Saturday, April 28, 2012

Matt Drudge Rescue Mission to Moon's Washington Times

Salon.com's Lindsay Beyerstein has the story:

D.C.’s conservative newspaper, the Washington Times, has long been mocked for its crazy owner, the Rev. Sun Myung Moon. When he isn’t busy performing mass weddings, the billionaire Moon has been underwriting the money-losing paper — which, at a high point, once earned the personal praise of Ronald Reagan. Recently, however, the Times has struggled, not just because of the usual industry woes, but also because of infighting among the 92-year-old Moon’s heirs. Thankfully, the Times has had a helping hand from another famous right-wing eccentric: Matt Drudge.

For the past year, Drudge has provided the Washington Times with, on average, 46 percent of its monthly traffic. In November of 2011, the Drudge Report sent 4.7 million visitors to the Washington Times website, or 57 percent of all the Times’ traffic that month. By comparison, just 820,000 visitors actually accessed the Times through its homepage that November. (These numbers come from the Times’ internal Google Analytics statistics, which Salon obtained.)

The Drudge Report’s interest in the Washington Times is relatively recent. In November 2010, for example, it sent just 1.5 million readers to the paper’s website, less than a third of the readers it sent one year later. The Drudge Report began linking to the Washington Times with greater frequency in March 2011 — the same month, it so happens, that the Times hired a Drudge Report editor to write a weekly column for the paper.

Joseph Curl, a veteran political journalist and longtime friend of Drudge who had worked for the Drudge Report as an editor since May 2010, joined the Times that month. Curl’s first column coincided with a 30-person hiring spree. And in May 2011 — the last time Drudge referrals to the Times dipped below two million — it became clear that Drudge was employing another Washington Times hire from March 2011, Charlie Hurt, who had quietly left his job as the New York Post’s Washington bureau chief several months earlier. Hurt’s first Times op-ed ran the same week as Curl’s.

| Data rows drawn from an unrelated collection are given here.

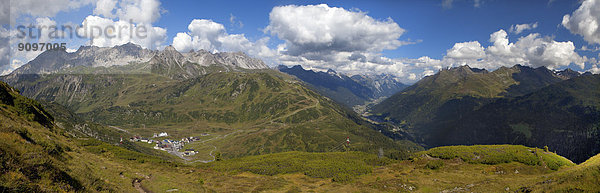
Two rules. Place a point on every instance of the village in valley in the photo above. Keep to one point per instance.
(172, 146)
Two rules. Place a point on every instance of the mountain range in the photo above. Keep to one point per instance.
(263, 130)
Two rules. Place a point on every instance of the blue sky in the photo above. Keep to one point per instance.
(447, 33)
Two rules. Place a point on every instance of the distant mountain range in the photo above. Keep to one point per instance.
(250, 108)
(131, 58)
(351, 91)
(517, 105)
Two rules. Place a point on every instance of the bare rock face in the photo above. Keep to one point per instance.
(168, 61)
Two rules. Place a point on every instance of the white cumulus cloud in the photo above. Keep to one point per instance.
(322, 29)
(531, 50)
(105, 32)
(117, 22)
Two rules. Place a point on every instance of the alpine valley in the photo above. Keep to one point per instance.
(129, 119)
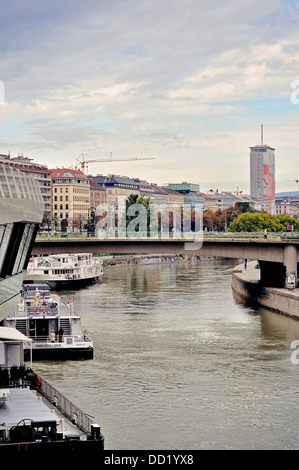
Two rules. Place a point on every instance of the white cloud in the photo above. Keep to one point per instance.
(150, 78)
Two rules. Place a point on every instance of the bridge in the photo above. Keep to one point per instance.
(277, 258)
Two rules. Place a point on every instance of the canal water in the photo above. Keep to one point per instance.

Both Curl and Hurt still work for Drudge, though you wouldn’t know it from their Washington Times columnist bios, which do not mention their other work. The jump in Drudge Report links to the Washington Times coincides perfectly with their hires. From April 1, 2011, through March 31, 2012, Drudge referred 39.4 million readers to the Washington Times’ website. In that same period, one year earlier, he referred less than half as many readers, just 19.6 million.

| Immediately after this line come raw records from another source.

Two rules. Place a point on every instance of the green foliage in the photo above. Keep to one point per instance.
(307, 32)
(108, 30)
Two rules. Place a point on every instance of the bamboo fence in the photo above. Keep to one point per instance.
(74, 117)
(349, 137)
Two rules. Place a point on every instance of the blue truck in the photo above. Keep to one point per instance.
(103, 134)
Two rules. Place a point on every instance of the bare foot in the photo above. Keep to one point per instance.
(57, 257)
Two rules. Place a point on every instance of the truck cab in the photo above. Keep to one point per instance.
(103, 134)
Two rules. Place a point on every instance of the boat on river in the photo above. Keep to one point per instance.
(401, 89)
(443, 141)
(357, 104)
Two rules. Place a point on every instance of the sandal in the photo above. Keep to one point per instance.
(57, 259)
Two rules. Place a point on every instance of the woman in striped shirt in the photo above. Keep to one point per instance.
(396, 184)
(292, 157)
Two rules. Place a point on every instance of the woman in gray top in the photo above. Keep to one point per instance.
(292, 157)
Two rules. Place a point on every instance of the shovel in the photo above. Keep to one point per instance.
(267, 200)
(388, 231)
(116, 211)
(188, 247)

Are Hurt and Curl channeling traffic from one employer to another? And could the Times have hired Hurt and Curl with the expectation that the site would benefit from their jobs at Drudge? Hurt, Curl and Drudge, along with the Washington Times president, Tom McDevitt, all declined to comment. However, as editors at the Drudge Report, a famously small and close-knit shop, it seems unlikely that they are unaware of — or unconnected to — the sudden boom in Washington Times links. Both men have also personally benefited from their dual employment, as the Drudge Report has given their Washington Times’ columns coveted spots on the website’s blogroll. (Such a black box is the Drudge Report editorial apparatus that Curl and Hurt declined to comment on what their specific roles are at Drudge or whether, in fact, they even worked there still. A Washington Times insider says that both, however, continue to work for Drudge.)

Drudge is famous, of course, for his power in conservative circles. He is credited with helping put Mitt Romney over the top in the Republican primary, even coming under attack from Rick Santorum. Like Romney, the Washington Times can also credit much of a recent turnaround to Drudge. While the paper survives, as always, on the largesse of the Moon family, Drudge has helped the paper’s website restore traffic to the levels it enjoyed in the mid-2000s, before the economy and Moon family squabbles gutted the paper and its website. The man who became famous for nearly toppling a president now appears to be using his influence to prop up a right-wing paper.